SATURDAY & SUNDAY
“The biggest surprise of the evening, Ranky Tanky proved that exotic music can be both unfamiliar enough to be surprising, and yet familiar enough to provoke swinging hips and nodding heads. When it works, it’s the best of both worlds.” – Paste Magazine
“Ranky Tanky, from Charleston, S.C., sings old Gullah songs — some of them sly moral lessons — in arrangements that connect their beat to a New Orleans lilt.” – New York Times
Charleston, SC based quintet, Ranky Tanky, unites celebrated musicians from the South Carolina Lowcountry, most of whom trace their roots directly back to a unique African American culture called Gullah. Musical performances and workshops pay tribute to this distinct community by updating timeless game songs, work songs, and spirituals collected from early field recordings taken along the Carolina Coast.
“Gullah” comes from West African language and means “a people blessed by God.” “Ranky Tanky” translates loosely as “Work It,” or “Get Funky!” In this spirit this Charleston, SC based quintet performs timeless music of Gullah culture born in the southeastern Sea Island region of the United States. From playful game songs to ecstatic shouts, from heartbreaking spirituals to delicate lullabies, the musical roots of Charleston, SC are “rank” and fertile ground from which these contemporary artists are grateful to have grown.

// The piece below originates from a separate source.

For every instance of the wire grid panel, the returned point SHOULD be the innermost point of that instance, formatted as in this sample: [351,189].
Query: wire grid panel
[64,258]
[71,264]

South Carolina natives Quentin Baxter, Kevin Hamilton, Charlton Singleton, and Clay Ross first came together in 1998, fresh out of University, to form a seminal Charleston jazz quartet. Now, united by years apart and a deeper understanding of home, these accomplished artists have come together again, joined by one of the low-country’s most celebrated vocalists Quiana Parler, to revive a “Heartland of American Music” born in their own backyards.